Write the System of Equations

First, let's write down the system of equations we need to solve: \[ \begin{cases} x + 2y - z = -3 \ 2x - 4y + z = -7 \ -2x + 2y - 3z = 4 \end{cases} \]

Eliminate Variable z from Equations 1 and 2

To eliminate the variable z, add the first equation and the second equation:\[ (x + 2y - z) + (2x - 4y + z) = -3 + (-7) \]Simplifies to:\[ 3x - 2y = -10 \] We will call this Equation (4).

Eliminate Variable z from Equations 2 and 3

To eliminate the variable z from the second and third equations, add 3 times the second equation to the third equation:\[ 3(2x - 4y + z) + (-2x + 2y - 3z) = 3(-7) + 4 \]Simplifies to:\[ 4x - 10y = -17 \] We will call this Equation (5).

Solve System of Two Equations

Now solve the system formed by Equations (4) and (5): \[ \begin{cases} 3x - 2y = -10 \ 4x - 10y = -17 \end{cases} \]

Eliminate y

Multiply Equation (4) by 5 to align coefficients of y:\[ 5(3x - 2y) = 5(-10) \ 15x - 10y = -50 \] We will call this Equation (6).Now subtract Equation (5) from Equation (6):\[ (15x - 10y) - (4x - 10y) = -50 - (-17) \]\[ 11x = -33 \]\[ x = -3 \]

Find y

Substitute x = -3 into Equation (4):\[ 3(-3) - 2y = -10 \ -9 - 2y = -10 \ -2y = -1 \ y = \frac{1}{2} \]

Find z

Substitute x = -3 and y = \frac{1}{2} into the first equation:\[ (-3) + 2(\frac{1}{2}) - z = -3 \ -3 + 1 - z = -3 \ -2 - z = -3 \ -z = -1 \ z = 1 \]

Key concepts

solving systems of equations

Solving a system of equations means finding the values of the variables that satisfy all the given equations simultaneously. In this case, we have three equations involving three variables: x, y, and z. The ultimate goal is to determine the specific values of these variables that make all the equations true at the same time. Systems of equations can have:

• a single unique solution
• infinitely many solutions
• no solution (an inconsistent system)

We use different methods to solve these systems, such as the elimination method and the substitution method.

elimination method

The elimination method involves eliminating one variable at a time to simplify the system of equations. In the provided exercise, we focus on eliminating the variable z first. Let's see how this method works step-by-step:

• First, we add the first and second equations to eliminate z. This results in a new equation involving only x and y.
• Next, we eliminate z again by combining the second and third equations, giving us another equation with just x and y. Now, we have two equations with two variables.
• We then solve this new system of two equations to find the values of x and y.
• Finally, we substitute the found values of x and y back into one of the original equations to solve for z.
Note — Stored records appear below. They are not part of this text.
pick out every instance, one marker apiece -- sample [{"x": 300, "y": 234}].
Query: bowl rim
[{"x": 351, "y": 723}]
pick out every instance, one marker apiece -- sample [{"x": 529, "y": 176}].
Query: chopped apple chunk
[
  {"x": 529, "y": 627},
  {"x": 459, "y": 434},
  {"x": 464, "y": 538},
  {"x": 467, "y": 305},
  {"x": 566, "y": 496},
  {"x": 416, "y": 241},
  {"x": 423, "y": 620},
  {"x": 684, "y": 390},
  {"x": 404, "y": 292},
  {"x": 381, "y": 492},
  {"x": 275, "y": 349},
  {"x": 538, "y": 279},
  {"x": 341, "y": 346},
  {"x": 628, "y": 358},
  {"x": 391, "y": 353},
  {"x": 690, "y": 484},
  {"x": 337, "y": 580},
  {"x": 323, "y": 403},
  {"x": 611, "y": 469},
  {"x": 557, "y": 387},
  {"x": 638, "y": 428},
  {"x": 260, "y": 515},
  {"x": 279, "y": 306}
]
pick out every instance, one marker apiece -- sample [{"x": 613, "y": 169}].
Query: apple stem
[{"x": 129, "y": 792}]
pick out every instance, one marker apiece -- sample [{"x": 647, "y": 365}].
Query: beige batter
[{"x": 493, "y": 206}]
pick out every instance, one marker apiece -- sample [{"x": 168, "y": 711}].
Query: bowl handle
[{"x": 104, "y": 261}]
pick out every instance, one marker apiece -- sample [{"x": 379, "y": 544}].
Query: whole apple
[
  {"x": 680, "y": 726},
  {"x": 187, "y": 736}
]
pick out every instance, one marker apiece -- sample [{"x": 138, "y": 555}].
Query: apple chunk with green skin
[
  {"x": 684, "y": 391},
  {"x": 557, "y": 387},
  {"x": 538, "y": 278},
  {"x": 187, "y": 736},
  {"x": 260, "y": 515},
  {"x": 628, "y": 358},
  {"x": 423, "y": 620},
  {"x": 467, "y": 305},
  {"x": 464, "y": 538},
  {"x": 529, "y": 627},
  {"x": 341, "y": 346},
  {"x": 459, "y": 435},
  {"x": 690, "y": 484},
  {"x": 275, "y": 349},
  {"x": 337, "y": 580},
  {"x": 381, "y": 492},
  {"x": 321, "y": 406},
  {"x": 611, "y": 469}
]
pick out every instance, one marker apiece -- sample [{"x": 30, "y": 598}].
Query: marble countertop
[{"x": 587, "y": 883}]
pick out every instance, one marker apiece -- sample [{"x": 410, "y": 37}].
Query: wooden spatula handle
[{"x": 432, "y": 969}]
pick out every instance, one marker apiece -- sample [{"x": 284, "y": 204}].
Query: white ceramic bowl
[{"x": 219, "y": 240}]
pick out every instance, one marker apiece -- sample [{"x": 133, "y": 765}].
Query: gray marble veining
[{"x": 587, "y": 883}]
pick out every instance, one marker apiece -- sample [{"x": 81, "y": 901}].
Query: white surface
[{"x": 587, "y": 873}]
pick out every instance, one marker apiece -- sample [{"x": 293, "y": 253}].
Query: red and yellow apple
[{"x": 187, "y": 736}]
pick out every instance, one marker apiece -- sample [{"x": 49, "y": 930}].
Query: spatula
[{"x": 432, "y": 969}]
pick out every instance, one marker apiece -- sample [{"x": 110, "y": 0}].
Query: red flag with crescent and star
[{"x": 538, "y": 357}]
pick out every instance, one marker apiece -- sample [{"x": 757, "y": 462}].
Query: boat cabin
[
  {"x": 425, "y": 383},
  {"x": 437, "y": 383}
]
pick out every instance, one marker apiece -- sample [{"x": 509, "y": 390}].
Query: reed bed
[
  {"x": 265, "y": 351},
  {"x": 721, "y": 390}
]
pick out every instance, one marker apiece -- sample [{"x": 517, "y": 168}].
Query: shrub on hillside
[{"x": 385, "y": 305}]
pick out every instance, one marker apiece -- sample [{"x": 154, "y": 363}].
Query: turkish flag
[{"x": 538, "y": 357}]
The elimination method requires careful algebraic manipulation to systematically reduce the complexity of the system until all variables are determined.

substitution method

The substitution method is another technique to solve systems of equations. It involves solving one equation for a variable and then substituting that expression into the other equations. Here’s a simplified outline of the substitution method:

• Solve one of the equations for one variable in terms of the others.
• Substitute this expression into the other equations to reduce the number of variables.
• Continue this process until you solve for one variable.
• Use the found value to back-substitute and find the other variables sequentially.
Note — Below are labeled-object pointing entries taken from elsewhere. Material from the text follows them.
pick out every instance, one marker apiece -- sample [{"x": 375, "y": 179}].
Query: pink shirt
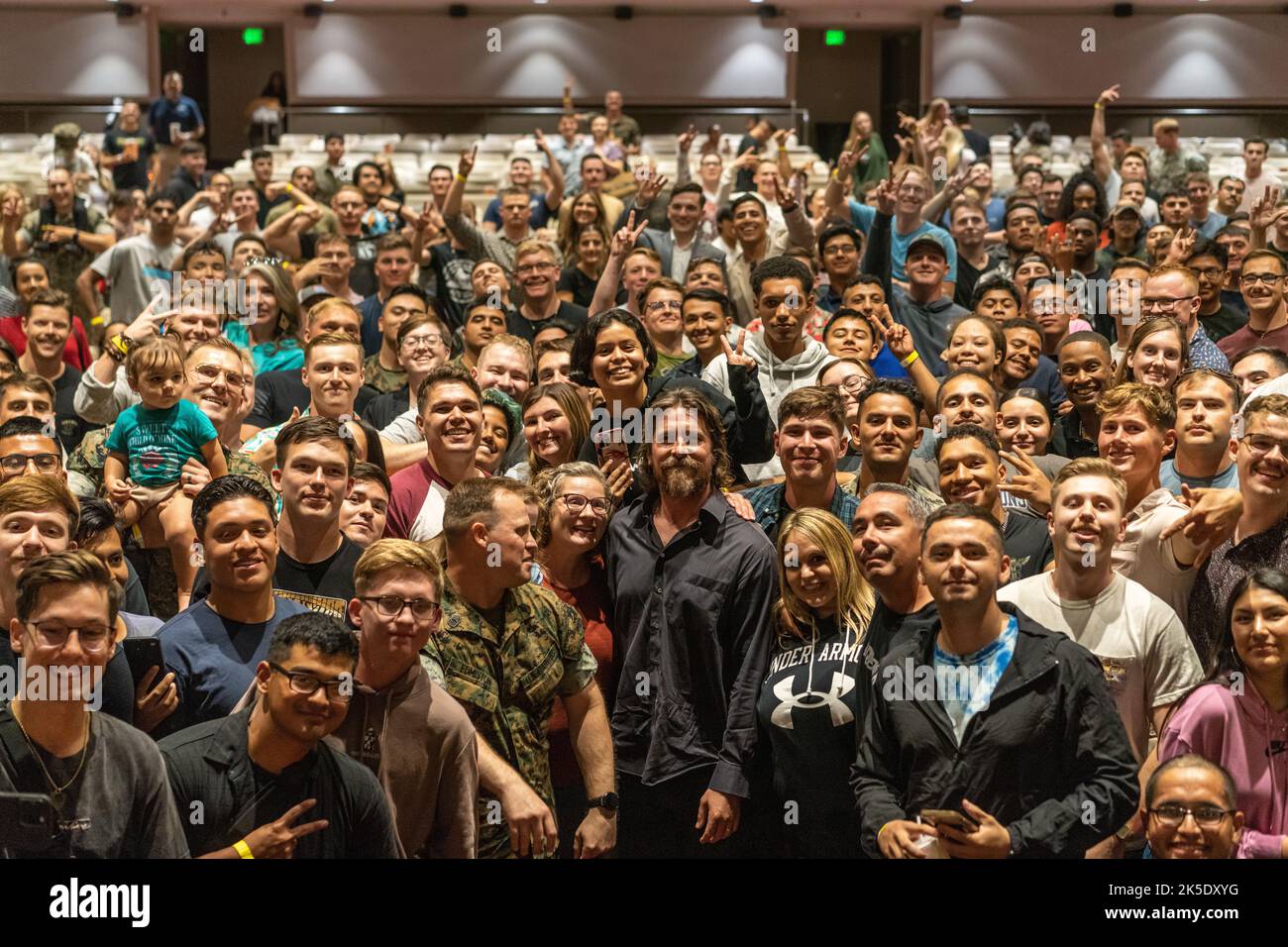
[{"x": 1250, "y": 741}]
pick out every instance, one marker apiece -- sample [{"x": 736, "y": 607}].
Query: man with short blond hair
[{"x": 425, "y": 753}]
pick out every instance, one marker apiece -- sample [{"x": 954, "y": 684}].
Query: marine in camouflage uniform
[
  {"x": 380, "y": 377},
  {"x": 507, "y": 684},
  {"x": 155, "y": 567}
]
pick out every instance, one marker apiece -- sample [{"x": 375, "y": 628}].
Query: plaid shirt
[{"x": 771, "y": 506}]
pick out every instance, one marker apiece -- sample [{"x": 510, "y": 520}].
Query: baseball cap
[{"x": 926, "y": 241}]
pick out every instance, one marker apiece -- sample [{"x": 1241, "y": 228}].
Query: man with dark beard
[{"x": 695, "y": 583}]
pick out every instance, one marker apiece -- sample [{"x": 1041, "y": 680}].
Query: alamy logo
[{"x": 77, "y": 900}]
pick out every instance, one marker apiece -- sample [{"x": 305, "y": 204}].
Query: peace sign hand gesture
[
  {"x": 1029, "y": 482},
  {"x": 735, "y": 356},
  {"x": 467, "y": 162},
  {"x": 625, "y": 239},
  {"x": 897, "y": 337}
]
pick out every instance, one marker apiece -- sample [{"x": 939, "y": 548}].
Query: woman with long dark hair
[{"x": 1239, "y": 718}]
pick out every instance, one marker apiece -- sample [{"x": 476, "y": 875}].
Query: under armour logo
[{"x": 841, "y": 714}]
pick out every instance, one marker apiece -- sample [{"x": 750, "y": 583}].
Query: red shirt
[
  {"x": 75, "y": 354},
  {"x": 591, "y": 604}
]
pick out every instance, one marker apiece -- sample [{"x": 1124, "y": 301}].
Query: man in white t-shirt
[{"x": 1142, "y": 647}]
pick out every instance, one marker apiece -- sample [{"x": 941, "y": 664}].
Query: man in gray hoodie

While not applied in the provided solution, the substitution method is particularly useful when one of the equations is easily solvable for one variable. It provides a straightforward path to hand calculations, especially in systems involving more complex or non-linear relations.

linear algebra

Linear algebra is a branch of mathematics focusing on linear equations and their representations through matrices and vector spaces. Understanding linear algebra concepts is crucial for solving systems of linear equations efficiently. Concepts such as matrix operations, determinants, and vector spaces are fundamental:

• Matrices provide a compact way to represent systems of linear equations.
• Determinants can help in finding the solution of a system or determining if a system has a unique solution.
• Vector spaces and linear transformations give insights into understanding the solution space of systems of equations.

In real-world applications, linear algebra techniques, often implemented through computational tools, offer powerful methods for solving large and complex systems of equations efficiently.